Thursday, July 19, 2007

Innovation and Culture

Whilst talking to many people about innovation there is one question that they all ask. 'Do you have experience of of working in my industry sector?'. Quite often the answer is is 'no' and the conversation ends there as many people are risk averse. I have always maintained that the good innovation models (mine included of course!) can be used in any industry and any country.

The drivers for innovation, the support processes that need to be put in place and any other strategic concept are all transferable. What is not always transferable is the local detail e.g. how do you manage knowledge locally, impart ideas to those from a different culture or even run training courses. I always maintain that the greatest experts in any industry are the company themselves. They have the knowledge, they need a model. Why pay huge fees to buy often contradictory advice from a company or consultant that claims to have industry specific knowledge.

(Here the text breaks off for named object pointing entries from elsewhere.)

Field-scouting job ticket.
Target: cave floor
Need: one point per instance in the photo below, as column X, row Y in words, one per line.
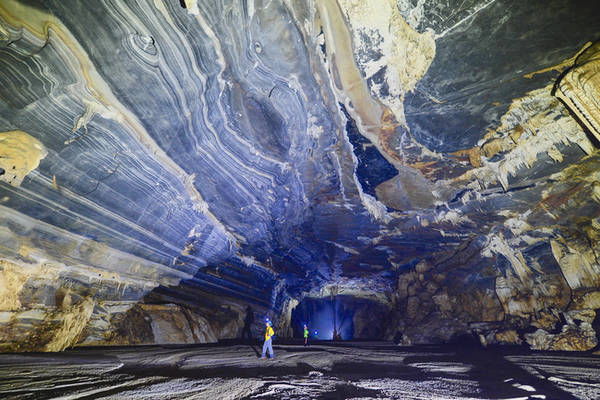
column 365, row 370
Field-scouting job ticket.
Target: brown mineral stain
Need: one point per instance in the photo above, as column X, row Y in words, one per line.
column 20, row 153
column 558, row 67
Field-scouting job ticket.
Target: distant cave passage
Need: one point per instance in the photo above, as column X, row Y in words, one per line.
column 352, row 317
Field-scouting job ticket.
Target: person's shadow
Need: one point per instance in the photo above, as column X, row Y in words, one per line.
column 247, row 332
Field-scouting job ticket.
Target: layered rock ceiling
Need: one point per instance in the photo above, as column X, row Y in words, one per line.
column 431, row 168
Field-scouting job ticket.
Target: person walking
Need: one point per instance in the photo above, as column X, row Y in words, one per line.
column 268, row 345
column 305, row 335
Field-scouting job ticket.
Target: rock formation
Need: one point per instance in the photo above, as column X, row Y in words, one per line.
column 431, row 168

So buy my model please, it works! But what are the most common local differences you ask? Here is a short and definitely not a definitive list:

  • Time - Arab cultures have a very different model of time whilst many Latin American, Mediterranean and Far Eastern cultures are less precise than in the UK.
  • Risk - the same cultures who are less precise may also tend to be less risk averse and more playful.
  • Ideas - some cultures readily adopt well formed ideas and in some you will need to plant seeds and let them grow.
  • Business etiquette - no matter how creative you are, certain norms will need to be followed, not because they are part of business but because they are social and in many cultures business/social boundaries are blurred.
  • Groups - there are varying expectations as to how groups or teams form, what their purposes are and what is expected by/from them.

The list is not exhaustive and is based on my dealings with other cultures in the fields of creativity and innovation only. For in depth advice please consult an expert in your chosen culture.

1 comment:

Linda J.McLean said...

Interesting, Derek.
I like your concise way of putting it. As I struggle with my model, and getting the necessary funding, I will remeber what you say.